Did you find a solution? I am running into the same problem.

1 Like

How do you submit job? I met the same problem when using nohup command (affected by terminal shutting down?). Now, I am trying to use screen command.

I am using 1.10 and I also face this problem…

1 Like

I just gave up using ddp :expressionless:

1 Like

I also use the nohup command and I’m sure it’s not about terminal shutting down.

1 Like

@wachhu Do you have a simple repro for this issue?
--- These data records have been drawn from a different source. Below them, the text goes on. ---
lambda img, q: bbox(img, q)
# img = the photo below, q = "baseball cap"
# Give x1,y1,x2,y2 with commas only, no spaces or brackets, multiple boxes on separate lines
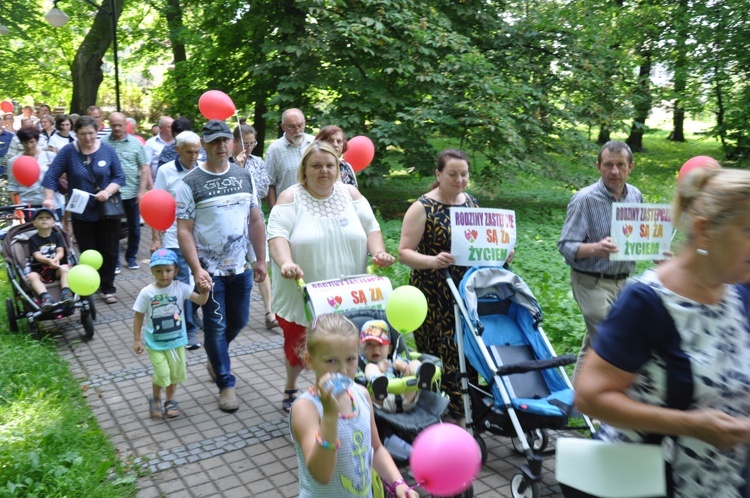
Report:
148,249,177,267
201,119,234,143
359,320,391,345
31,208,57,220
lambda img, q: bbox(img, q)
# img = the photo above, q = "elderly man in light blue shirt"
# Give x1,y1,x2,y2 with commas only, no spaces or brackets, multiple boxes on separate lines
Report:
266,108,315,208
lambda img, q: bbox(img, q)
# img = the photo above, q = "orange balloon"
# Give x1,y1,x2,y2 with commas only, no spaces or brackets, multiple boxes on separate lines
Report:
11,156,41,187
344,135,375,172
138,189,177,230
198,90,237,121
677,156,721,183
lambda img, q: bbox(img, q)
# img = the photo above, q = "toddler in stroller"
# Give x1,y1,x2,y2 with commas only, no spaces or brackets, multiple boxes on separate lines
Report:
360,320,436,413
0,206,96,339
26,208,75,313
It would help us narrow down the issue further.

@Kiuk_Chung Was wondering if there is a parent/controlling process involved here in our framework which might exit unexpectedly causing this issue?

Its hard to tell what the root cause was from the provided excerpt of the logs. I need the full logs. But from this line:

WARNING:torch.distributed.elastic.multiprocessing.api:Sending process 15342 closing signal SIGHUP
WARNING:torch.distributed.elastic.multiprocessing.api:Sending process 15343 closing signal SIGHUP

what is probably happening is that the launcher process (the one that is running torch.distributed.launch got a SIGHUP. To make sure the worker PIDs are not orphaned, torchelastic will forward any signals the launcher process received down to the worker process (code here: pytorch/api.py at master · pytorch/pytorch · GitHub).

In this case PIDs 15342 and 15343 are the worker PIDs that get sent a SIGHUP because the launcher PID (the parent) got a SIGHUP.

If the launcher is wrapped with nohup:

$ nohup python -m torch.distributed.launch ...

Then theoretically the SIGHUP shoud’ve been ignored and not passed-through to the launcher PID, but from the logs its clear that’s not what happened. FWIW here are the signals that are passed-through to the worker PIDs from the elastic agent: SIGTERM, SIGKILL, SIGHUP, SIGQUIT (for unix) and SIGTERM, SIGKILL (for windows). See: pytorch/api.py at master · pytorch/pytorch · GitHub

So I was able to repro this with nohup. Currently torch.distributed.launch, torchrun, torch.distributed.run will all not work with nohup since we register our own termination handler for SIGHUP, which overrides the ignore handler by nohup. If you need to close the terminal but keep the process running, then you can use tmux or screen.

1 Like

If you are using the server terminal to run the nohup ddp-program, torch.distributed.launch, torchrun, torch.distributed.run, you need to use the exit command to exit instead of closing the terminal directly. Nohup has a little bug when multi-process.

I am also having the same issue. any solutions for this?